There are some contracts that cannot be easily analysed under existing classifications of legal relationships. An example with which readers may be familiar is a software transfer agreement, which, in the words of Professors Green and Saidov, “…is not truly analogous to any conventional chattel with which the law is familiar”. Similarly, identifying the nature of the contract between an arbitrator and the parties is more elusive than one might think. One possibility – that it is agency – is fraught with obvious difficulties. Another – service – is attractive at first sight but is also open to objections. The issue is not merely academic, for modern legislation is often triggered by a classificatory question – for instance, it is necessary to examine whether a software transfer agreement is a sale or a licence or something else entirely, in order to ascertain whether a buyer is entitled to the heightened protection that the Sale of Goods Act confers, whether the transaction can be brought to sales tax, and so on. So it is with the arbitration contract, which the UK Supreme Court has discussed at length in its recent judgment in Jivraj v Hashwani.
In 1981, Mr Jivraj and Mr Hashwani entered into a Joint Venture Agreement, governed by English law, which provided that any dispute would be referred to three arbitrators, all of whom must be respected members of the Ismaili community in the UK. Disputes arose in the late 80s and finally Mr Hashwani appointed Sir Anthony Colman as an arbitrator.

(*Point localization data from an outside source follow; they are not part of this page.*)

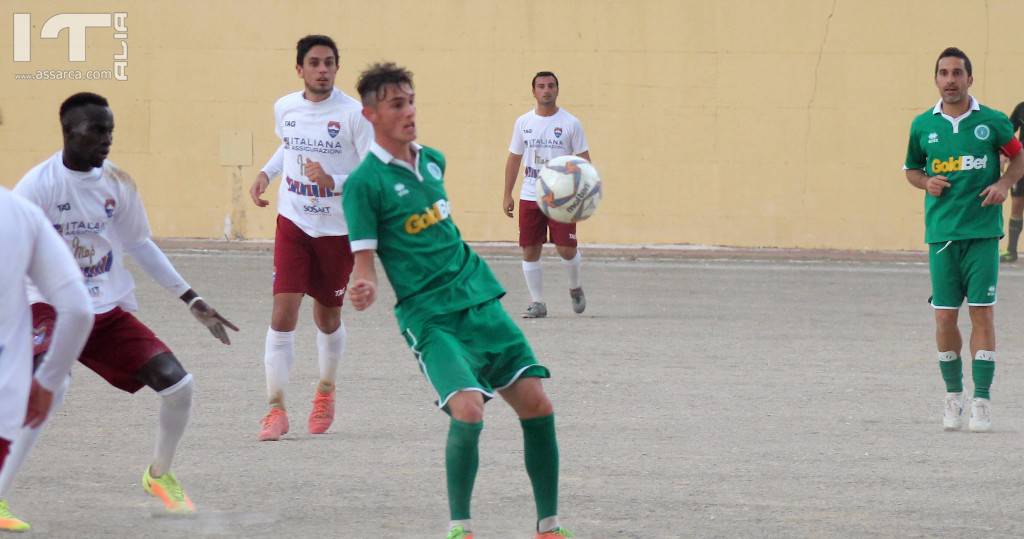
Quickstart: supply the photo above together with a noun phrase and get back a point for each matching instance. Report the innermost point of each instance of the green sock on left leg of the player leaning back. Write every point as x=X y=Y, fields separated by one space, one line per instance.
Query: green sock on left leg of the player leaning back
x=462 y=458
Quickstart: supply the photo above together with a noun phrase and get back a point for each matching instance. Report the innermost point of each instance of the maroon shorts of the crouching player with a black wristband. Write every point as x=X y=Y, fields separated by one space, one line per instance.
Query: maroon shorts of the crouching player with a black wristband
x=117 y=349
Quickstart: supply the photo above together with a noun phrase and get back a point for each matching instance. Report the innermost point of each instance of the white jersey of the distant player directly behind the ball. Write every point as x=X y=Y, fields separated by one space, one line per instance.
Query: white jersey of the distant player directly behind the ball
x=541 y=139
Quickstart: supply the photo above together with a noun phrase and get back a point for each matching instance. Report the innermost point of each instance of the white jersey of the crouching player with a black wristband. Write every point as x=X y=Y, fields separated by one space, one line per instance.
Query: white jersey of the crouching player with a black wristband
x=100 y=216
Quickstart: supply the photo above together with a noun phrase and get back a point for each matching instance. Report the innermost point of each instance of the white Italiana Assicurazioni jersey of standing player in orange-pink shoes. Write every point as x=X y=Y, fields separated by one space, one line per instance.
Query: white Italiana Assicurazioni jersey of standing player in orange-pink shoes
x=332 y=133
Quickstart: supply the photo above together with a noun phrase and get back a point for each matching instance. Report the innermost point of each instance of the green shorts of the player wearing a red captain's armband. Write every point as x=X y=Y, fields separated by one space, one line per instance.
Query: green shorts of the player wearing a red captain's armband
x=964 y=269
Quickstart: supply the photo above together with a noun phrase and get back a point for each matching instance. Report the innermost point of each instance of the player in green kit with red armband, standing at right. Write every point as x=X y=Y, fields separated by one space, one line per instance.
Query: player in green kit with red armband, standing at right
x=954 y=155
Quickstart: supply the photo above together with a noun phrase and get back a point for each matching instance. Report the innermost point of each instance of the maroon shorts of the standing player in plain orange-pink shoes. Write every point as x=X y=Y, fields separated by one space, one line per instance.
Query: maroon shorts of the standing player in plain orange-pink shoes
x=318 y=267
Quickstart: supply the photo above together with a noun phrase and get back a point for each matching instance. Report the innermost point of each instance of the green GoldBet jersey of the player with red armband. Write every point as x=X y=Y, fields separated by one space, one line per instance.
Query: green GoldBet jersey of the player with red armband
x=966 y=150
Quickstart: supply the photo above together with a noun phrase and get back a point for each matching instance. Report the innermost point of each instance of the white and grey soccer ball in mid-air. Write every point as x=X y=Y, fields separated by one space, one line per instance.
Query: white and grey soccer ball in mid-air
x=569 y=189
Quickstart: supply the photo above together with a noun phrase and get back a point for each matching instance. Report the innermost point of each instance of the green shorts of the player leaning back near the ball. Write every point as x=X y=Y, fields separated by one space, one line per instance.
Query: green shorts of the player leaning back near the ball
x=480 y=349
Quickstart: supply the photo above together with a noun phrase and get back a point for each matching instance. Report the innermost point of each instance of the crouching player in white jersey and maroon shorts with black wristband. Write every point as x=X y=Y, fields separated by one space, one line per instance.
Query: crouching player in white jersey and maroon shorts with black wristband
x=97 y=210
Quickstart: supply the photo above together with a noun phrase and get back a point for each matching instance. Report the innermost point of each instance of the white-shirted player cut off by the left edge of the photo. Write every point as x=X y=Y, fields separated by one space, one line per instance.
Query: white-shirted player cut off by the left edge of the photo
x=32 y=250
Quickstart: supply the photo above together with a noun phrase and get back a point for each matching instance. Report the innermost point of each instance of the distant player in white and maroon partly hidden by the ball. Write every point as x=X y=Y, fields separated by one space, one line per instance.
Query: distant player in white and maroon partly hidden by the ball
x=542 y=135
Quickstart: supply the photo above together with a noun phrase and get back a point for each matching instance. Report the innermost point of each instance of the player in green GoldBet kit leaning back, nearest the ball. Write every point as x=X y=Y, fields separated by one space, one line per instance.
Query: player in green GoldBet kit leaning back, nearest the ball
x=448 y=301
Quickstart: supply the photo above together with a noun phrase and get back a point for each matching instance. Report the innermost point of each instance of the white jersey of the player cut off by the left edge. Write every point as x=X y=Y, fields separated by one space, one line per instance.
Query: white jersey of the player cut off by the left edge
x=30 y=248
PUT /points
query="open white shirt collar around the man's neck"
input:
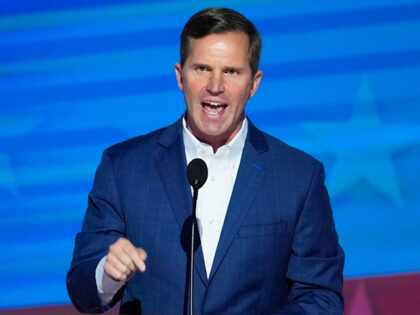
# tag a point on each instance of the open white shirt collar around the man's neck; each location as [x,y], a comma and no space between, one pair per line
[194,147]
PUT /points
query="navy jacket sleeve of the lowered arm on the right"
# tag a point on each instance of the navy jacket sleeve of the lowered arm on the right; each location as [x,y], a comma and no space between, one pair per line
[315,270]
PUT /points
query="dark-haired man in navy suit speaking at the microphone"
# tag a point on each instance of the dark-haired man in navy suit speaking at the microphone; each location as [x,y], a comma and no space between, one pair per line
[268,242]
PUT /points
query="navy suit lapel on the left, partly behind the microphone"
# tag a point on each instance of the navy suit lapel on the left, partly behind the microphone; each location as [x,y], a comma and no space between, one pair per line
[171,164]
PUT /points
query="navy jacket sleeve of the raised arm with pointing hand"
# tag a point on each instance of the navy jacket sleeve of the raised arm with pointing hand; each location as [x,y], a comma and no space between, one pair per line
[103,225]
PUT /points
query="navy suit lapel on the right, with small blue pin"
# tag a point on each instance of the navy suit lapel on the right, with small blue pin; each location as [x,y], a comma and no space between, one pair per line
[248,180]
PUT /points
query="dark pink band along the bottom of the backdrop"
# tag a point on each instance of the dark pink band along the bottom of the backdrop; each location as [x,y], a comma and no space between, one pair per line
[383,295]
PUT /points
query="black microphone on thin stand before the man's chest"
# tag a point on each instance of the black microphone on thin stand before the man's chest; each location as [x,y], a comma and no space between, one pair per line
[197,175]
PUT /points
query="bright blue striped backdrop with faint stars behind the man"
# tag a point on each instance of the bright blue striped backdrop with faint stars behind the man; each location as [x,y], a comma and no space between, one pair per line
[341,81]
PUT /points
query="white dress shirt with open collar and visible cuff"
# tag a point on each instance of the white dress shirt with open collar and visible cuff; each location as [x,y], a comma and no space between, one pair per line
[212,203]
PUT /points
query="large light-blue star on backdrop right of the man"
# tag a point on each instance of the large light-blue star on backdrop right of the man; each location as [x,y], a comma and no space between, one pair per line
[363,147]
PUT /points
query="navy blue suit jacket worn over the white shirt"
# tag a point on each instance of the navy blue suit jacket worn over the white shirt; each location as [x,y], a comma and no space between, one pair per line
[278,251]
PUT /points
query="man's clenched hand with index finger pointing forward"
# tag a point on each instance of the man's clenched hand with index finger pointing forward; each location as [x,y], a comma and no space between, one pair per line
[124,259]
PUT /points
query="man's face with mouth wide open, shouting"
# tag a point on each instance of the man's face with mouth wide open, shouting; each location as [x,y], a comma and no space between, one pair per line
[217,83]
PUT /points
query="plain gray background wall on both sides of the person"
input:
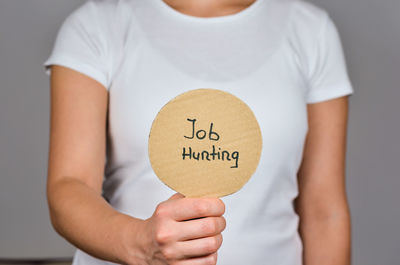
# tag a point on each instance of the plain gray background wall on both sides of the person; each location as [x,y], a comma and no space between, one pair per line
[370,32]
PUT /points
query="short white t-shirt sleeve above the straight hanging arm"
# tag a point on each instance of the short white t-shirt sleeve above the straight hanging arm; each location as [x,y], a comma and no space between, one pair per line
[328,77]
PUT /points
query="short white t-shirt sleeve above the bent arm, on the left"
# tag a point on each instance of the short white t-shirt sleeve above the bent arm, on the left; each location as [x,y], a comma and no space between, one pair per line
[81,45]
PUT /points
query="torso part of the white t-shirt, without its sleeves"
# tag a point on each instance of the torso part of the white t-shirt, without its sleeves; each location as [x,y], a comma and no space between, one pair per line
[162,53]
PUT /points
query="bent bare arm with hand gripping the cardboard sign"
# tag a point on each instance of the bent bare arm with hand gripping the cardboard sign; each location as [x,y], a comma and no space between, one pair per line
[80,214]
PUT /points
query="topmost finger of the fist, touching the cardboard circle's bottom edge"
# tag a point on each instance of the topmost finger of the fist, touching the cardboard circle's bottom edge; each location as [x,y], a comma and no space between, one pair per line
[190,208]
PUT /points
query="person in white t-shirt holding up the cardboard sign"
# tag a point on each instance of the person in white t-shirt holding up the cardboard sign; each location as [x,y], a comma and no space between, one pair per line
[115,63]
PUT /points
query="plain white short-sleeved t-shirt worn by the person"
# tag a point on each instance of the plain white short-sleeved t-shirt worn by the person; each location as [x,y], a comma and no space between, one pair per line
[276,55]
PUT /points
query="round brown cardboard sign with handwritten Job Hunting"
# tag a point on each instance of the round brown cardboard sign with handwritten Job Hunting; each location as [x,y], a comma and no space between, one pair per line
[205,143]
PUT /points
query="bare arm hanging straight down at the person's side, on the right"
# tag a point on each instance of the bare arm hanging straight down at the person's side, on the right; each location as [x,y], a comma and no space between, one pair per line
[322,203]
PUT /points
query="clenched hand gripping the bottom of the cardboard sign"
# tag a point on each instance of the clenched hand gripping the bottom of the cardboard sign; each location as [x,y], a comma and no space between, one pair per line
[185,231]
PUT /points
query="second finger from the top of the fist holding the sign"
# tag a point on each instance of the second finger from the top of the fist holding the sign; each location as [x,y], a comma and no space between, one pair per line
[198,228]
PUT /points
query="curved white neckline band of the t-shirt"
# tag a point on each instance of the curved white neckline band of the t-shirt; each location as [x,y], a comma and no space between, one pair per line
[190,18]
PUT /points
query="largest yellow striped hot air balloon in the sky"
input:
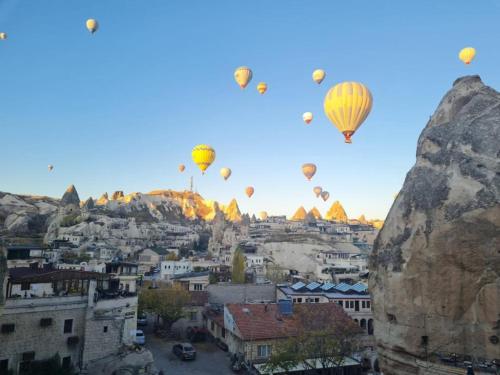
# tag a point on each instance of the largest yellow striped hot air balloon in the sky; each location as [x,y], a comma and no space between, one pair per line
[347,105]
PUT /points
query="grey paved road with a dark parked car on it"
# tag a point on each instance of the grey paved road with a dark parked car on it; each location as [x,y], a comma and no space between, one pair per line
[209,360]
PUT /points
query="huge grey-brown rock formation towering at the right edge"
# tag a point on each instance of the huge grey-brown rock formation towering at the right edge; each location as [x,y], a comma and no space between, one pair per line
[435,268]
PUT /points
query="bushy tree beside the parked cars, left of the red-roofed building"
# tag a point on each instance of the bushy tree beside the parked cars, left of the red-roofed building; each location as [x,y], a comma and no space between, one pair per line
[167,302]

Sir Anthony is, of course, a highly respected judge who retired recently from the English High Court, but not a member of the Ismaili community. Mr Hashwani argued that he was nevertheless entitled to appoint him because the arbitration agreement was void insofar as it purported to discriminate on the basis of religion, and contrary to the Employment Equality (Religion or Belief) Regulations 2003 [“the Regulations”].
That issue is, of course, a question of public law. The reason it is important for our purposes is that the Regulations apply only to “employment under a contract of service or of apprenticeship or a contract personally to do any work…”, and it was therefore necessary to ascertain whether an arbitrator’s contract falls within one of these descriptions. At first instance, Steel J. held that an arbitrator is not “employed” within the meaning of the Regulations, but was reversed by the Court of Appeal, which held that an arbitrator is employed because his contract with the parties is a “contract personally to do any work”. The Supreme Court reversed the Court of Appeal, restored the judgment of Steel J. and its judgment contains a valuable discussion of the nature of the arbitrator’s contract.

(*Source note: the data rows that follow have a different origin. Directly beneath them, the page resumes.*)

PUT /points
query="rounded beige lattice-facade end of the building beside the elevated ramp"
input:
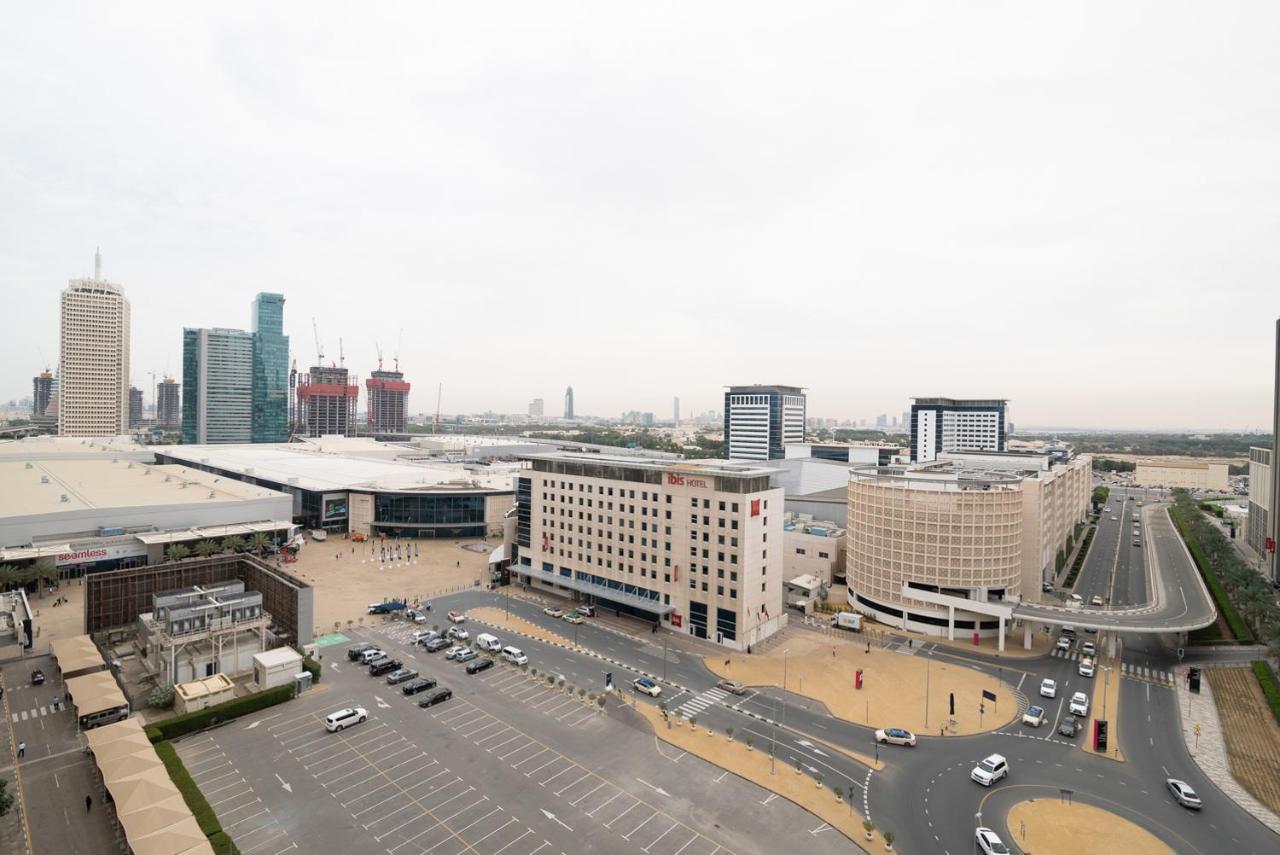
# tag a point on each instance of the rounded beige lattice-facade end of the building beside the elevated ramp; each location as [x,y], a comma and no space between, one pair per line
[952,536]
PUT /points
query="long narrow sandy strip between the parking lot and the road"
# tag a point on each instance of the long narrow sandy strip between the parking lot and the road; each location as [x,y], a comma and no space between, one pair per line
[755,767]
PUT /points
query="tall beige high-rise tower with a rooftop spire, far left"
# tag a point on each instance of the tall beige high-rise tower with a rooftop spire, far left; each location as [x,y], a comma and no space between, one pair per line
[94,359]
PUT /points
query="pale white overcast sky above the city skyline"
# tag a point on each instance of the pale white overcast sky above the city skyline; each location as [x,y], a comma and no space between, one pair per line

Lord Clarke began by noting that the expression used in the Regulations was not simply “contract personally to do any work” but employment under such a contract, and said that “the role of an arbitrator is not naturally described as employment under a contract personally to do work.” Uncertainty in this area arose principally from apparently divergent approaches adopted by the English courts, as a matter of domestic law, and the European Court of Justice. The Court of Justice had held in three decisions, of which the most important is Allonby  ICR 1328, that the gravamen of the test is whether the person in question is an “independent provider of services … not in a relationship of subordination” with the person receiving the services. On the other hand, English domestic cases had repeatedly adopted what Lord Clarke called the “dominant purpose” test ie whether the dominant purpose of the contract is the execution of personal work or labour. It is not necessary for our purpose to explore whether this test is consistent with European law, and it suffices to say that Lord Clarke held that dominant purpose cannot at any rate be the sole test, because the European cases regard the relationship between the recipient and provider of the service as more important than the purpose of the contract.

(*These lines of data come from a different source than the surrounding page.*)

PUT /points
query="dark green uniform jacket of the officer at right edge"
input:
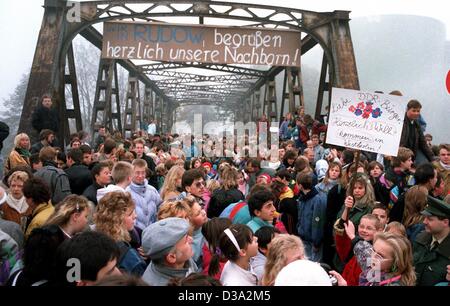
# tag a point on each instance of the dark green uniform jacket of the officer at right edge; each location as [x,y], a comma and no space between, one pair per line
[431,266]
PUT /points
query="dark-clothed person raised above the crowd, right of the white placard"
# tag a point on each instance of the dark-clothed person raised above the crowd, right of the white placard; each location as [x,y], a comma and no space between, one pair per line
[412,136]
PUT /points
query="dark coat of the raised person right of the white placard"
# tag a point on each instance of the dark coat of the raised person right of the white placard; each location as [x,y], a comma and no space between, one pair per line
[413,138]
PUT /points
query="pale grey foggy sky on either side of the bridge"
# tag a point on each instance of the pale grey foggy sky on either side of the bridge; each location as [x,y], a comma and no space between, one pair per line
[407,53]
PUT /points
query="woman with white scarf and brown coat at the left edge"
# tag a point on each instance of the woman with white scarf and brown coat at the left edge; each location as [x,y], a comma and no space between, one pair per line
[16,208]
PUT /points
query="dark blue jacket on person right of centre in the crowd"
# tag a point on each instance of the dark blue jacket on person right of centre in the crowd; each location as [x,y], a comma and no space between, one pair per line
[311,216]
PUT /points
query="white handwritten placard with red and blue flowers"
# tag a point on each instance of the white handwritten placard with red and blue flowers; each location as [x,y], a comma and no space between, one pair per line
[366,121]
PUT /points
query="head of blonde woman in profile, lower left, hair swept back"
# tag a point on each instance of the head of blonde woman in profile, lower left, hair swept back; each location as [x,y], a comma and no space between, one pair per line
[71,215]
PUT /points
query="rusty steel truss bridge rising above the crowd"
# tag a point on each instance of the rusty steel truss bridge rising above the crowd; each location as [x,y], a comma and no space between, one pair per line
[247,91]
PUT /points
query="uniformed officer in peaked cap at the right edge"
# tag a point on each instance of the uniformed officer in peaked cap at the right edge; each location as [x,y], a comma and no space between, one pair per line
[432,246]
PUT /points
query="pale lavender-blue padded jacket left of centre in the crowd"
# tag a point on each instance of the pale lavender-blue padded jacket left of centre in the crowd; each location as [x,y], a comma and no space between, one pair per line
[147,201]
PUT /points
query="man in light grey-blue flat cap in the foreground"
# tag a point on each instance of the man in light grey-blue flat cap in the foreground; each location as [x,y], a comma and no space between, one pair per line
[169,246]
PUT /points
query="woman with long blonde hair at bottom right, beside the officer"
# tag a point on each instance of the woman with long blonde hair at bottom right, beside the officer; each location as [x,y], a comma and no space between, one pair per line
[392,261]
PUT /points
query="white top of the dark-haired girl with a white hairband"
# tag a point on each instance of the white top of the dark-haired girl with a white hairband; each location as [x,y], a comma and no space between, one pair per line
[233,275]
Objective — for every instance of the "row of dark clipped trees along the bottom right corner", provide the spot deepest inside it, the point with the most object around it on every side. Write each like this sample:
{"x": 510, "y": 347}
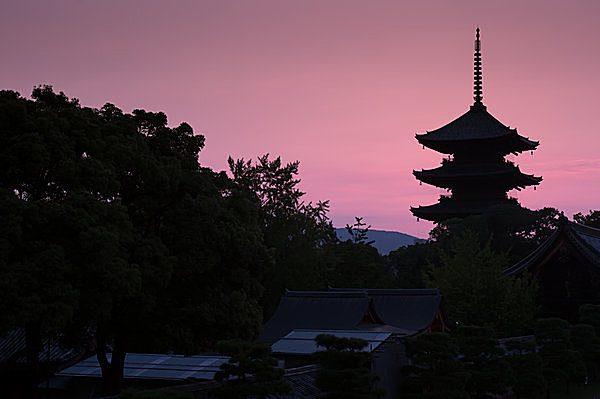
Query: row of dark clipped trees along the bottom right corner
{"x": 470, "y": 362}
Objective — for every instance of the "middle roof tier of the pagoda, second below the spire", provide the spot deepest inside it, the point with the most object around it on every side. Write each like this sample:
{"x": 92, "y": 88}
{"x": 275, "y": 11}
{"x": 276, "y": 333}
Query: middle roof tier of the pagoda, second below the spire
{"x": 450, "y": 175}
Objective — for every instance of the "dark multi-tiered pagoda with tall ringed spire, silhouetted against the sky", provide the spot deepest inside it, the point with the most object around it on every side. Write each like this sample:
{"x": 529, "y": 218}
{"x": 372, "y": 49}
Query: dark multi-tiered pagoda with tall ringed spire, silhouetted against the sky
{"x": 476, "y": 171}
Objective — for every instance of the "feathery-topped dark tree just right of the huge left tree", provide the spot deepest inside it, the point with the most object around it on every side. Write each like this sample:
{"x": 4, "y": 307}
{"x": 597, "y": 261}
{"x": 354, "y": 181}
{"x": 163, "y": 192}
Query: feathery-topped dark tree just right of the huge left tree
{"x": 295, "y": 232}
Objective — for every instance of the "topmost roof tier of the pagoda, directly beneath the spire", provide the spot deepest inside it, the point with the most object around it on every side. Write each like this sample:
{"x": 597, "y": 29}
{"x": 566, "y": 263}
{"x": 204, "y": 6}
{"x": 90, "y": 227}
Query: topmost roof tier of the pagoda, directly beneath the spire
{"x": 478, "y": 128}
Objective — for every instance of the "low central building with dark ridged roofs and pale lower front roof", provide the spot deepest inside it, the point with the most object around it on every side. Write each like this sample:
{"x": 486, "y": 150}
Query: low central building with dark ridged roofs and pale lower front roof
{"x": 382, "y": 317}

Applying this test, it was fairly clear that an arbitrator does not fall within the Regulations – as Lord Clarke notes, even though an arbitrator pays VAT and is for that purpose a service provider, he does not “perform those services or earn his fees for and under the direction of the parties…” The understanding of an arbitrator’s role in general as well as in English law is that he acts independent of the control of the parties, short of both parties agreeing to terminate the arbitration. Lord Clarke was careful to distinguish this from the position of a judge because although judges too act independently in the adjudicatory process, “they are in other respects not free agents to work as and when they choose”, subject as they typically are to service rules of the State they serve. As Lord Clarke notes in paragraph 45, the analogy between a judge and an arbitrator is misleading, and the true analogy – for the purpose of this question – is not the relationship between the judge and the State, but the relationship between the judge and litigants.
Lord Mance gave a brief concurring judgment and referred to two sources that help considerably in identifying the proper analysis of an arbitrator’s contract. The first was a decision of a German court in 1904 that held that an arbitrator cannot be treated as equivalent to a “representative, employee or an entrepreneur… his office has an entirely special character”. In short, an arbitrator’s contract is a sui generis agreement. That is precisely the conclusion that Lord Mance’s second citation – Gary Born – advances, noting that while it is prima facie attractive to treat an arbitrator as a service provider, it ignores that the adjudicative aspect of his function crucially distinguishes him from a banker or a doctor.